From the Angry to the Sublime by Earl T. Roske is a collection of six short stories, each with a paranormal element.
The first story is 'Call of Duty' and follows Detective Saveman, preserving a crime scene until the cops arrive.
"The house smelled of death -- violent, rotting death -- and detective Saveman was sick of it."
The second is 'A Family Reunion'.
"Standing at the road, looking at old man Kobb's place Billy Johansen began to feel like maybe this wasn't such a good idea."
Billy is a Boy Scout. His leader has told them to sell the birdhouses they previously made. Desperate to succeed, Billy tries the house of 'old man Kobb', the grumpy, old curmudgeon present in every book. But, when Kobb opens the door, Billy glimpses a room full of people behind him, all wearing old-fashioned outfits from multiple eras. Curiosity peaked, he and his friend Jackie investigate.
In 'Pile Up' a young couple have just bought an SUV, and decide to test it out with a road trip from Boise, Idaho to Chicago.
"Patrick and Mary did what any young couple would do when they purchased their new SUV: road trip!"
Along the way, they find themselves lost at a crossroads, with a small, deserted town on the side of the road. They're deciding what to do, when the town comes to life.
Story number four, 'A Place For Everything', follows Josh Butrow, a college professor, who has just bought his first house.
"It was a small house, my first house, but I was proud of my purchase."
The house lay empty for over a decade, then was bought by a couple who redid the entire house. A week after moving in, they left, sold the house and never came back. It was only when Josh saw the ghost of a woman that he understood why.
'Duet' is the penultimate story.
"Mike Watergreen had not slept well."
Mike Watergreen is a violinist in the Spanaway Park Amateur Symphony. Currently touring France, he has a bad case of nerves as they reach the small town of Alleurs. Mike is used to being second violinist, a position he's comfortable with, but when the first violinist is suddenly called away and unable to perform, Mike is given the role. Trying to stave off a bad case of stage fright, he spots a woman in white during the rehearsal. It is then that he hears the rumour of a ghost, who supposedly haunts the hall.
The final story is 'Hallow Ground'.
"The sun pressed down upon the land with a heavy hand of heat."
Friends Jonah, Able and Luke are trying to strike gold. They're digging a tunnel to try achieve their goal. A tunnel big enough for all three to be in at once, with branches as support beams across the roof and stretching over 100ft. They're in the tunnel when an earthquake hits, trapping Jonah alone inside. Though he may not be as alone as he thinks.

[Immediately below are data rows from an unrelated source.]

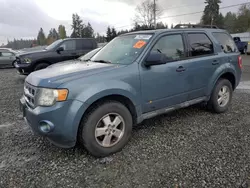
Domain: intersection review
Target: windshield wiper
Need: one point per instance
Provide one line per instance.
(102, 61)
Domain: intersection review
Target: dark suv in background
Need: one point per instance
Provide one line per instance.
(60, 50)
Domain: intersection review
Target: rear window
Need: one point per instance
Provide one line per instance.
(200, 44)
(226, 42)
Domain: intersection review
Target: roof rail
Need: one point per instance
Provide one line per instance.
(181, 26)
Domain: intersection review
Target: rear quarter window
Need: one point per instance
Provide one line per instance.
(226, 42)
(200, 44)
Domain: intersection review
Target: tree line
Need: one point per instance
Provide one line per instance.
(234, 22)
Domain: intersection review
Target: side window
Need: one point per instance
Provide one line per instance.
(171, 45)
(69, 45)
(226, 42)
(6, 54)
(200, 44)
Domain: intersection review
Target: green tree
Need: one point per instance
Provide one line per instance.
(88, 31)
(62, 32)
(243, 21)
(113, 33)
(77, 26)
(220, 21)
(108, 34)
(41, 39)
(145, 13)
(230, 21)
(211, 12)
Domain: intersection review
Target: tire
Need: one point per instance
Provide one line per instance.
(245, 50)
(87, 134)
(215, 103)
(41, 66)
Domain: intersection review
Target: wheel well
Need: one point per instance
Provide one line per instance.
(229, 76)
(119, 98)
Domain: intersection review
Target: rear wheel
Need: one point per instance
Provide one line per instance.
(106, 129)
(221, 96)
(41, 66)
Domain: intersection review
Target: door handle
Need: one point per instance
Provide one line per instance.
(215, 62)
(180, 69)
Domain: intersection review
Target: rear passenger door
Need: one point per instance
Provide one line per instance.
(203, 62)
(230, 51)
(166, 85)
(7, 58)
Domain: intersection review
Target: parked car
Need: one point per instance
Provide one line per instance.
(60, 50)
(7, 57)
(242, 46)
(83, 58)
(135, 77)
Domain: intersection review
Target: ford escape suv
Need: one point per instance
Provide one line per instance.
(135, 77)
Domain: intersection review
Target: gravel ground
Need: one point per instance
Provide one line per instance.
(187, 148)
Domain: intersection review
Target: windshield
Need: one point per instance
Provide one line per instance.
(123, 50)
(53, 45)
(89, 55)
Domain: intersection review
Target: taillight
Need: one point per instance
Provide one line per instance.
(240, 62)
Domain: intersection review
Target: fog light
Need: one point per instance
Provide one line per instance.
(46, 126)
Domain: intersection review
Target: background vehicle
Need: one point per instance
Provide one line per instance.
(60, 50)
(242, 46)
(134, 77)
(85, 57)
(7, 57)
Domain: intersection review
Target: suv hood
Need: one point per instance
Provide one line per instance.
(54, 76)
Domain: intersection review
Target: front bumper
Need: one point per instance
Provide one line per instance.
(65, 116)
(23, 69)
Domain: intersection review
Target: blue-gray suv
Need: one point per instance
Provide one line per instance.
(135, 77)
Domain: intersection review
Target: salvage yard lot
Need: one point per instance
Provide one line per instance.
(187, 148)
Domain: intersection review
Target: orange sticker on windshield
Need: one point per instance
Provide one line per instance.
(139, 44)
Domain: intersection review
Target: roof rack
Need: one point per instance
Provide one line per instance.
(182, 26)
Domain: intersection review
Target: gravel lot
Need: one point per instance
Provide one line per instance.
(187, 148)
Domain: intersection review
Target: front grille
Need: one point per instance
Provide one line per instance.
(29, 94)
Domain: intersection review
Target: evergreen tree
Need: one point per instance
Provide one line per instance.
(62, 32)
(41, 40)
(230, 21)
(113, 33)
(77, 26)
(211, 12)
(109, 34)
(88, 31)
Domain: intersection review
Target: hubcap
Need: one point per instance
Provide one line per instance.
(223, 96)
(109, 130)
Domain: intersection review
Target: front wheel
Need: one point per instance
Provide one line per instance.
(106, 129)
(221, 96)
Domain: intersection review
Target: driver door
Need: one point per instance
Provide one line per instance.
(167, 84)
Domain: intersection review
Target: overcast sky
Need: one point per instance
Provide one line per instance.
(23, 18)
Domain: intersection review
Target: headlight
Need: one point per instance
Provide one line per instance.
(27, 60)
(48, 97)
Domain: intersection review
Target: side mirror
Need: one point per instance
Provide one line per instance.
(155, 59)
(60, 49)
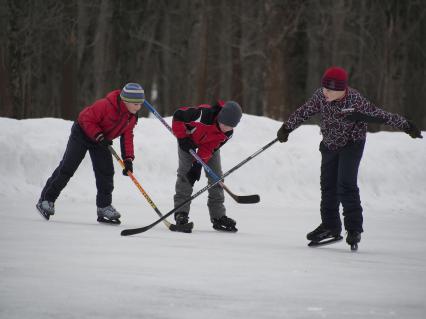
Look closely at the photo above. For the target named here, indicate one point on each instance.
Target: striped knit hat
(133, 93)
(335, 79)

These are not the usual ghost stories. Not one of the stories is chilling or terrifying. If you're looking for scary tales these are not them. I'm not sure if it was the author's intention for this to be the case though. There are a couple of stories where I can see the potential for the unnerving or frightening, but these stories come away as far too tame for any spine-chilling moments.
This by itself is not a problem. Ghost stories don't necessarily have to scare, but personally I found the stories lacking. Not just in thrills, but substance too. A couple were uninteresting and I found I'd completely forgotten about them before looking back at my notes. This is not to say all the stories are like this, however. I found a clear favourite in the last story and I really liked elements of the first, but that first story is so short, that the enjoyment is short-lived.
I think a problem I had with this collection, was that there aren't really any surprises. If you label something as a ghost story, you're fully aware there are going to be ghosts. So when one actually pops up, it's expected. I know that the author probably wanted the 'element of surprise', but I found each story was predictable and I could easily guess the ending and 'twists' in the story. Perhaps if there had been more characters or depth to each story, I would've had a harder time figuring out who was the ghost, but as most of the stories contain between 2-3 main characters, there isn't really much mystery. Some of the stories just tell you who the ghost is and the focus is more on why they're there, but there's not enough depth to those stories to carry the ghosts.
Myths and urban legends have always been close to my heart. I can't explain exactly why I enjoy them so much, but whatever it is wasn't in this book. At least, not for me.
There are a few errors in the Kindle edition. I wouldn't normally mention it, but there are enough to be distracting at times. Not enough to stop me reading, but enough to be noticeable.
A short book that doesn't necessarily offer anything particularly new or original, but does have enjoyable moments. For those who enjoy ghost stories without the scares or chills.
Disclaimer: I was sent this book by the author through a giveaway. This is not a sponsored review. All opinions are 100% my own.